Bake in the middle of the oven for 20-30 minutes until the tops are golden brown - in some of the thicker sections you might also get a hollow noise when tapped. While they're baking combine the sugar, water and rind together and heat until clear. Leave to infuse then when the buns are fresh out of the oven, brush the syrup over the tops. Leave to cool on the sheet for 5 minutes then remove to a rack.

(Makes 12-16 buns)


  1. These look ah-mazing! Ive never had Chelsea buns before, but am a huge cinnabun lover, so Ive gotta make these someday soon! :)

  2. I've never had Chelsea buns--must have missed out while in London, unfortunately--but I do have this cookbook, tattered as it is at this point. It's a great book!

  3. Oh yum :) i've never heard or seen Chelsea buns but it has lemon and orange zest so it's my type of buns and i love anything with a glaze!

  4. These look absolutely delicious!

  5. I just tried a Fitzbillies Chelsea Bun yesterday, and am so pleased to see a recipe as otherwise I may have experienced withdrawal symptoms! So sinfully good - can't wait to give them a try.

  6. I love these buns! Sadly, when I once lived in Chelsea, I was very disappointed not to find a Chelsea bun shop on each corner!

  7. These look so good and I love their free-form shape - that way you get a lovely sugary crusty edge to pull them apart from, yum!

  8. Those look fantastic! I conquered my fear of yeast and made my own for the first time late last year - they are suprisingly do-able and SO delicious!

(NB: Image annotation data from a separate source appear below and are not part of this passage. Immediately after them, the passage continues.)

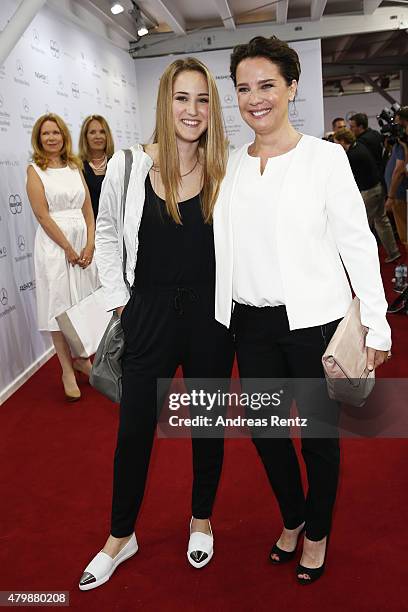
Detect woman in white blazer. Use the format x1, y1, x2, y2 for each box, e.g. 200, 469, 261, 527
214, 37, 391, 584
79, 58, 234, 590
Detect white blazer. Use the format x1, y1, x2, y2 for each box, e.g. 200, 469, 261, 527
95, 145, 153, 310
214, 135, 391, 350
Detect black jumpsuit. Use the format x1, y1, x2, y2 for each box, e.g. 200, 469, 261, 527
111, 175, 234, 538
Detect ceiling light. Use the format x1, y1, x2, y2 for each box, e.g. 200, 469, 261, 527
111, 2, 125, 15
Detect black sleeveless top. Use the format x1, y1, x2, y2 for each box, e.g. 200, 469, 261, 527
84, 160, 109, 219
135, 174, 215, 288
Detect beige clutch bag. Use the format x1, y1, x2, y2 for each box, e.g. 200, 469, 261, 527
322, 297, 375, 407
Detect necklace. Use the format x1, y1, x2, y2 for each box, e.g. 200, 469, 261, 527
89, 155, 108, 172
152, 156, 198, 178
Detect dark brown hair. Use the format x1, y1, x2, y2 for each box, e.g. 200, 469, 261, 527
230, 36, 301, 86
333, 128, 356, 144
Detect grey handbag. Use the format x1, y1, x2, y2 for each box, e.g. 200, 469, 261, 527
322, 297, 375, 408
89, 149, 133, 403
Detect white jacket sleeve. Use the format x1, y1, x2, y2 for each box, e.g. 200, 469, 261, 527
326, 145, 391, 351
95, 151, 129, 310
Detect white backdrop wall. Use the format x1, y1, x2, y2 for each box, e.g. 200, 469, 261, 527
323, 90, 400, 132
0, 0, 141, 404
135, 40, 324, 148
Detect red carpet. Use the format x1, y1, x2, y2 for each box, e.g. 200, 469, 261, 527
0, 250, 408, 612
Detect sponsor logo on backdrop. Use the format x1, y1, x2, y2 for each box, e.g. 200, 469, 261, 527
17, 234, 25, 251
57, 74, 68, 98
20, 98, 35, 134
14, 234, 33, 263
50, 39, 60, 58
31, 28, 45, 55
9, 193, 23, 215
34, 70, 48, 85
20, 279, 35, 292
14, 59, 30, 87
0, 287, 8, 306
0, 287, 16, 317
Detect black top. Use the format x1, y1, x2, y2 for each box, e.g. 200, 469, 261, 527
135, 175, 215, 288
357, 128, 384, 176
84, 161, 105, 219
347, 140, 381, 191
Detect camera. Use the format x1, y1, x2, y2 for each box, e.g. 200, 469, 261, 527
377, 102, 408, 144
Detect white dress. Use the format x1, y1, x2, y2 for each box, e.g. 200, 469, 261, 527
31, 163, 99, 331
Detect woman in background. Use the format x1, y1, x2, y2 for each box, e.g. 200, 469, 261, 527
27, 113, 97, 401
79, 115, 114, 219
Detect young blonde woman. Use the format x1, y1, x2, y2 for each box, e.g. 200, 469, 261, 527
27, 113, 97, 401
79, 115, 115, 219
79, 58, 233, 590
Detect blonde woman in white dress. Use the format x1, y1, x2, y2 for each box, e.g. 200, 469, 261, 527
27, 113, 98, 401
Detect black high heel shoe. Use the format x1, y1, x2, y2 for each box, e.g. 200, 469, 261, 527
296, 536, 329, 584
269, 525, 306, 565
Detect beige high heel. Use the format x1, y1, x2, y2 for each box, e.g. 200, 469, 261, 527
61, 375, 81, 402
73, 357, 92, 378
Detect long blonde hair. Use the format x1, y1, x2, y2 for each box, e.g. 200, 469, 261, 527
79, 115, 115, 161
31, 113, 82, 170
153, 57, 227, 224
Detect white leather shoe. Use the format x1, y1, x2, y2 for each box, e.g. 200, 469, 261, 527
79, 534, 138, 591
187, 519, 214, 569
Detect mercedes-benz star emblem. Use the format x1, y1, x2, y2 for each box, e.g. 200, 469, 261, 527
0, 287, 8, 306
9, 193, 23, 215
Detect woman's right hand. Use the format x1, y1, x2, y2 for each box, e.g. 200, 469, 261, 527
64, 244, 79, 266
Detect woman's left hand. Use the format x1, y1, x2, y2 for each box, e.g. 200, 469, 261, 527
78, 246, 94, 269
366, 346, 391, 372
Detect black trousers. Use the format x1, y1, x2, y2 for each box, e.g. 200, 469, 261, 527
233, 304, 340, 541
111, 286, 234, 538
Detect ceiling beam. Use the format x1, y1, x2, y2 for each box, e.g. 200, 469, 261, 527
363, 0, 382, 15
310, 0, 327, 21
276, 0, 289, 23
213, 0, 237, 30
132, 7, 408, 59
333, 36, 355, 62
361, 74, 397, 104
150, 0, 187, 35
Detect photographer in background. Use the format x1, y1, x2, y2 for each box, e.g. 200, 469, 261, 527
334, 128, 401, 263
385, 106, 408, 251
350, 113, 384, 178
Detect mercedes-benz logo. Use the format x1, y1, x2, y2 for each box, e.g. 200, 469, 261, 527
17, 234, 25, 251
9, 193, 23, 215
50, 39, 60, 57
0, 287, 8, 306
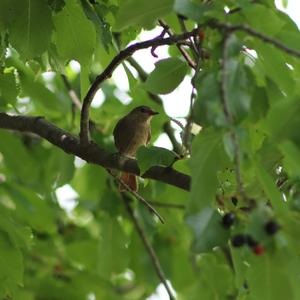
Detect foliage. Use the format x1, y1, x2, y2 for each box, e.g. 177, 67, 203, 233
0, 0, 300, 300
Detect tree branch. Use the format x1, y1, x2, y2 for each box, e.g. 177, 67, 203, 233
80, 29, 198, 145
158, 20, 196, 69
122, 194, 175, 300
0, 112, 191, 191
107, 169, 165, 224
220, 32, 247, 200
208, 21, 300, 58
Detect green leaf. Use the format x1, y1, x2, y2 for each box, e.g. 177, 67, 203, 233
255, 42, 295, 95
4, 184, 56, 234
241, 4, 284, 36
7, 0, 53, 59
247, 253, 295, 300
188, 129, 227, 214
0, 72, 18, 105
71, 164, 106, 201
96, 215, 129, 276
142, 57, 188, 94
193, 72, 226, 126
136, 146, 175, 174
43, 148, 75, 191
174, 0, 210, 22
0, 129, 39, 184
53, 0, 96, 65
227, 58, 251, 122
114, 0, 174, 31
279, 141, 300, 178
0, 207, 32, 249
266, 99, 300, 146
66, 239, 99, 270
186, 207, 229, 253
254, 161, 287, 212
0, 231, 24, 299
7, 53, 66, 117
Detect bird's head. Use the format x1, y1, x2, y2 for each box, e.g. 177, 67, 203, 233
128, 105, 158, 122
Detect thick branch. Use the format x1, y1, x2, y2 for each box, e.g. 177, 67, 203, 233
0, 113, 191, 191
122, 194, 175, 300
80, 29, 198, 145
208, 21, 300, 58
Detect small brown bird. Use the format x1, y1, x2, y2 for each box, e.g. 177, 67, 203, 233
113, 106, 158, 192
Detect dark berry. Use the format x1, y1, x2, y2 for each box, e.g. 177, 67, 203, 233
265, 221, 280, 235
231, 234, 246, 248
231, 197, 238, 206
222, 213, 235, 228
246, 234, 258, 248
253, 245, 265, 255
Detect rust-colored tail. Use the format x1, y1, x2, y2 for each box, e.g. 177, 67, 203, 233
119, 172, 138, 192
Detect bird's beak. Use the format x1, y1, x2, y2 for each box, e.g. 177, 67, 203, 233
149, 110, 159, 116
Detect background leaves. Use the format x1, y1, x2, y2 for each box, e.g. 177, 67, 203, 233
0, 0, 300, 300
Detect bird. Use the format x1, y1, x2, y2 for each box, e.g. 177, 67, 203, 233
113, 105, 158, 192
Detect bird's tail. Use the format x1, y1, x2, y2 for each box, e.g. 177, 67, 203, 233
119, 172, 138, 192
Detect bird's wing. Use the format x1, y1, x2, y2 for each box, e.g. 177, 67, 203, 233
146, 126, 151, 145
113, 116, 134, 153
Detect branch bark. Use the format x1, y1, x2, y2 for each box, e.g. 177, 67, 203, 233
208, 21, 300, 58
0, 112, 191, 191
80, 29, 198, 145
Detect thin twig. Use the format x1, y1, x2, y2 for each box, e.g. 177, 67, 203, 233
149, 201, 186, 209
177, 15, 199, 56
220, 32, 247, 200
183, 85, 195, 155
163, 121, 182, 155
61, 74, 82, 110
158, 20, 196, 69
122, 194, 175, 300
208, 21, 300, 58
80, 29, 198, 145
106, 169, 165, 224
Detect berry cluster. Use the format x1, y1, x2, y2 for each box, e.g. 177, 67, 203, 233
222, 213, 280, 255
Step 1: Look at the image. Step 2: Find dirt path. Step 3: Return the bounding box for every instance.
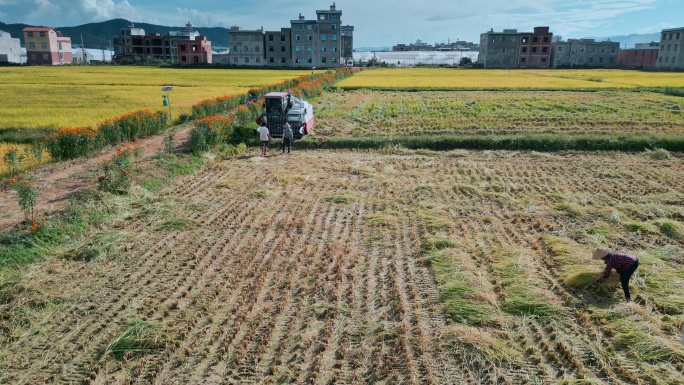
[0,125,191,232]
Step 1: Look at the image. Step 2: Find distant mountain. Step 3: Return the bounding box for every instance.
[0,19,228,48]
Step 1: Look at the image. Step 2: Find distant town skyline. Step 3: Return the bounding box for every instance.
[0,0,684,47]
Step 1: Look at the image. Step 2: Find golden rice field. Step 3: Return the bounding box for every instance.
[315,89,684,137]
[338,68,684,90]
[0,142,50,175]
[0,149,684,385]
[0,66,310,130]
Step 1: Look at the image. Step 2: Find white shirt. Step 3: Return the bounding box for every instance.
[257,126,268,142]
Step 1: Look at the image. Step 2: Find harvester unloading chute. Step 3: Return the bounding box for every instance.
[259,92,314,139]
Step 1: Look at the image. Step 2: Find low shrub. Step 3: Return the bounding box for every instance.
[44,127,100,160]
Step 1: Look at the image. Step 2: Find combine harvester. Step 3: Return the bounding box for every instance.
[257,92,314,139]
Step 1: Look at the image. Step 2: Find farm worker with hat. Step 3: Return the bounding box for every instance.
[257,120,271,157]
[283,122,293,154]
[592,248,639,302]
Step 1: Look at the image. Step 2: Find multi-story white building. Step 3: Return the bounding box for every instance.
[656,28,684,70]
[23,27,73,65]
[0,31,21,64]
[228,27,265,66]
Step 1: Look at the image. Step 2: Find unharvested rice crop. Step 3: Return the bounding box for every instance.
[0,66,310,130]
[338,68,684,90]
[0,148,684,384]
[315,89,684,137]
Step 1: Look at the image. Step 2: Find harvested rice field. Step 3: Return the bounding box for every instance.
[316,89,684,137]
[0,149,684,384]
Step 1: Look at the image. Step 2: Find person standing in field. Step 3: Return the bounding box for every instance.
[257,120,271,157]
[283,122,294,154]
[592,248,639,302]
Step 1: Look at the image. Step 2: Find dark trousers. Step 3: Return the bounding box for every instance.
[283,138,292,153]
[620,259,639,298]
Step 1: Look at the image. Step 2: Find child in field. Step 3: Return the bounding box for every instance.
[283,122,293,154]
[257,120,271,157]
[592,248,639,302]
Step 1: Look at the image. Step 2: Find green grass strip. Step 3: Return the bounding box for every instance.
[294,134,684,152]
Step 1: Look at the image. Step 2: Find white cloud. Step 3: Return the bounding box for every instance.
[79,0,140,20]
[176,8,211,26]
[26,0,62,24]
[634,23,677,33]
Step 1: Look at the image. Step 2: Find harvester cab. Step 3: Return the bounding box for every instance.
[257,92,314,139]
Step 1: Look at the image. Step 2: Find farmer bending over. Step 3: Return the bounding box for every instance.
[592,249,639,302]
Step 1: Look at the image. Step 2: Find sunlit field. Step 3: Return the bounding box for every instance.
[0,66,310,130]
[315,89,684,137]
[338,68,684,90]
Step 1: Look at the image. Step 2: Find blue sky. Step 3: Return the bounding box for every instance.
[0,0,684,47]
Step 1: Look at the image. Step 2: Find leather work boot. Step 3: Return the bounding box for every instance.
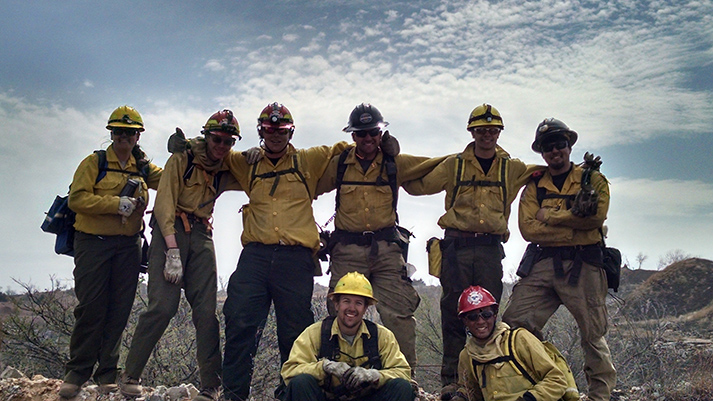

  9. Amber - Thanks, glad you like them!

    Marie - Ooh you must try them, Chelsea buns are amazing. Hope you like them.

    Sara - I love the book - everything I've made from it has come out brilliantly - and seems so professional. Maybe on another visit - or you can make them yourself!

    Filoner - Yum indeed! Glad you like them.

    Daisy@Nevertoosweet - They're quite a British thing so it's not surprising you haven't come across them. The glaze does really make buns, doesn't it.

    Elizabeth - Thanks - they were very addictive. Always a good sign!

    Lucy - Ooh, jealous of your Fitzbillies experience! Glad to be able to help with the withdrawal symptoms.

    Kate @whatkatebaked - That is very disappointing. Did you even find one good shop? Or do we have to go to Cambridge!

    thelittleloaf - It's nice to make things whatever shape I like! & yes, pulling them apart is definitely the way to eat them...

    Jeanne - How wonderful! Yeast is so much fun to work with once you transform fear into respect :)

  10. Very good recipe- definitely a keeper! Thank you.